Había transcurrido mucho tiempo desde que habían tenido lugar las más resonantes de sus hazañas. Hundido en un acolchado pero aburrido lecho, esperaba ansiosamente el momento de salir de nuevo a sumarle glorias a la alucinante epopeya de una vida dedicada a ejecutar extraordinarias obras que deslumbraban a los seres humanos de muchas latitudes. No obstante, no dejaba de atormentarle el recuerdo de la vacilación que había percibido en quien, con diestra mano, tantas veces le había masajeado suavemente el cuerpo utilizando tan solo los dedos índice y pulgar. Durante el último deslizamiento voluptuoso de las milagrosas yemas sintió que la mujercita le descubría, en su redondez, una leve y amenazadora escoriación. Deseó fervientemente que la cicatriz fuera todavía microscópica y se encontrara tan lejos de su ápice como de su rostro. No cesaba de pensar en que, cualquiera que fuera el caso, con el tiempo el desarrollo del incipiente cáncer significaría irremediablemente el final de las placenteras caricias de centenares de metros de telas de seda, lana, algodón y lino.
Se preguntaba, eso sí, si la suya no sería, ya, una marca mundial del todo insuperable y pensó que aunque lo fuera -y era eso a lo que más le temía- tan pronto como su hasta entonces afilada punta se volviera roma, su cuerpo se partiera en dos o se abriera su ojo diminuto, la extraordinaria cantidad de hilo que había engullido en su vida comenzaría a ser olvidada por todos, hasta por la dulce operaria que un día de tantos no vacilaría de nuevo, tomaría la decisión de desecharla, la desmocharía inmisericordemente con una lima y acabaría metiéndola en el cofrecillo de las agujas oxidadas que más tarde irían a parar al fondo de un húmedo basurero.
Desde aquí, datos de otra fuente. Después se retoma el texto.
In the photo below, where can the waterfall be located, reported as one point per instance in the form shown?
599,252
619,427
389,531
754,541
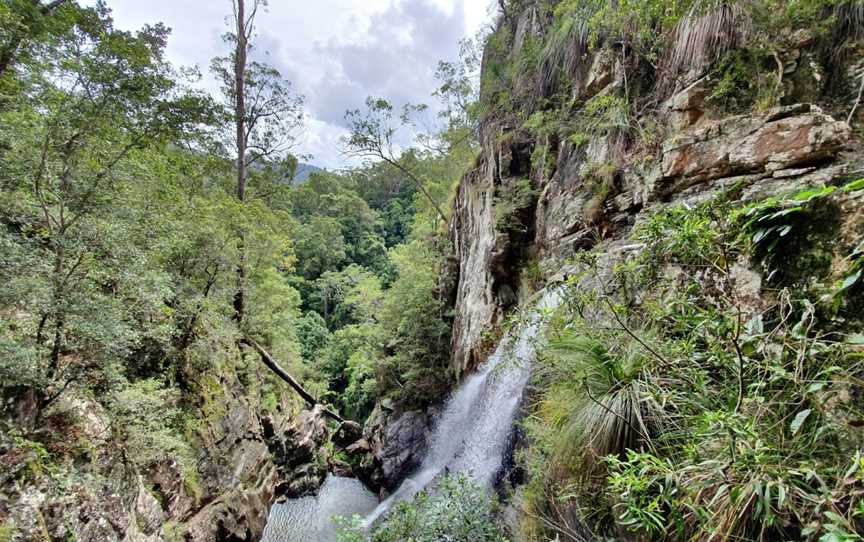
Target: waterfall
472,436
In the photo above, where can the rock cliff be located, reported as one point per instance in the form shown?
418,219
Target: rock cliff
586,182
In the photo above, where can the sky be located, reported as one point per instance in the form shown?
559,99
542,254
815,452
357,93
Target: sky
334,52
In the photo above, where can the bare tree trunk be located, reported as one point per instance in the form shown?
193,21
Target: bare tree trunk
240,120
284,375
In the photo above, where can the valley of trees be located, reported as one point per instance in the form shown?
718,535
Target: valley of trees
142,218
700,380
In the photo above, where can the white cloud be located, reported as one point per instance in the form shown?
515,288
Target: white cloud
336,52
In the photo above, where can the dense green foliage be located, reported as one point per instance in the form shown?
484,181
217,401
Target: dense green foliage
694,410
121,237
457,510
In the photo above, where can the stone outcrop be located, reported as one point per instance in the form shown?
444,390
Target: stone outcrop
245,459
590,192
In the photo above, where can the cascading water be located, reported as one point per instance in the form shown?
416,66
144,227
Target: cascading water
472,436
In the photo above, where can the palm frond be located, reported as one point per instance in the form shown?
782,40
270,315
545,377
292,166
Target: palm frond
705,34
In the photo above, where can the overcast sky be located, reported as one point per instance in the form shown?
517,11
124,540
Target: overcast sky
335,52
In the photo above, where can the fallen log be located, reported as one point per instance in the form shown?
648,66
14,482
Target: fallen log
284,375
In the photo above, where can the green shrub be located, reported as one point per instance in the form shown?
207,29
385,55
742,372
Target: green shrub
456,509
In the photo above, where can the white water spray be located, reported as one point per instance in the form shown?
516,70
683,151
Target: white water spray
472,436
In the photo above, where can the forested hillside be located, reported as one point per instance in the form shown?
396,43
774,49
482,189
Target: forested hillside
607,284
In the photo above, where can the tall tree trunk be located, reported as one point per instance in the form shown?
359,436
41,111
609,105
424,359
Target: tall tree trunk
240,120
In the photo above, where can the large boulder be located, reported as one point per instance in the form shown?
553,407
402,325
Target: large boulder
397,442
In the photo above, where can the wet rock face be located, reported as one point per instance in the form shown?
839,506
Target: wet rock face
396,442
299,455
597,191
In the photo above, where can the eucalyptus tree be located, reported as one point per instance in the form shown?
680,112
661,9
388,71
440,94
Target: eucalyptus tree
262,109
88,103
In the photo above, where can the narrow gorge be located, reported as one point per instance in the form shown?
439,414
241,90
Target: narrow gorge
616,294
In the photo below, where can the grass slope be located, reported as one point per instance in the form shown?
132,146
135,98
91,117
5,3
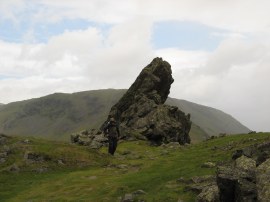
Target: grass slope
210,120
56,116
95,176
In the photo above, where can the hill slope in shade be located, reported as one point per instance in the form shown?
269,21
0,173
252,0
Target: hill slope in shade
212,121
58,115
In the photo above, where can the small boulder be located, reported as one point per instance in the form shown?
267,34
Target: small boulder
208,165
128,198
245,163
209,194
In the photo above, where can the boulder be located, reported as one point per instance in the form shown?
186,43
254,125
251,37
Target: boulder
245,163
141,110
209,194
3,139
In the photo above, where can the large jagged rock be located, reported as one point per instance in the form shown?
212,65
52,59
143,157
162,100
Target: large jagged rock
141,112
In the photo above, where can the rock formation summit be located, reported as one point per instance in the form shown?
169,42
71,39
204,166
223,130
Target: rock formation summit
141,112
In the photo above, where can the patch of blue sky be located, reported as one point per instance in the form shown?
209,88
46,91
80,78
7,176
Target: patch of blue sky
41,32
185,35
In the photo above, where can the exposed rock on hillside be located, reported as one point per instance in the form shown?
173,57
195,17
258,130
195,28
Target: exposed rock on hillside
141,112
247,178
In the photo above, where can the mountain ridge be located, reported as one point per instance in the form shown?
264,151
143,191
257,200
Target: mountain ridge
57,115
Quiso lanzar un imposible alarido de terror, y en un desesperado intento por escapar saltó del alfiletero al borde de la mesa y, desde ahí, se precipitó hasta el suelo del taller donde, tras dar varias volteretas, se hundió en la más oscura rendija del entarimado. Pocas horas después, el encargado del aseo inundó la rendija con agua jabonosa de un trapeador de piso y anunciaba que la muerte de la aguja sería, por oxidación y olvido, lenta pero inexorable.
De ese modo despertó cierta mañana, con la frente cubierta de sudor y sintiéndose víctima de ahogos, uno de los escarabajos de la política tras haber soñado que era una aguja más famosa que aquella a la cual Jesús de Nazareth le atribuyó la posibilidad de ser atravesada por una soga que solo un mal traductor del arameo al griego pudo convertir torpemente en burdo y antiestético camello.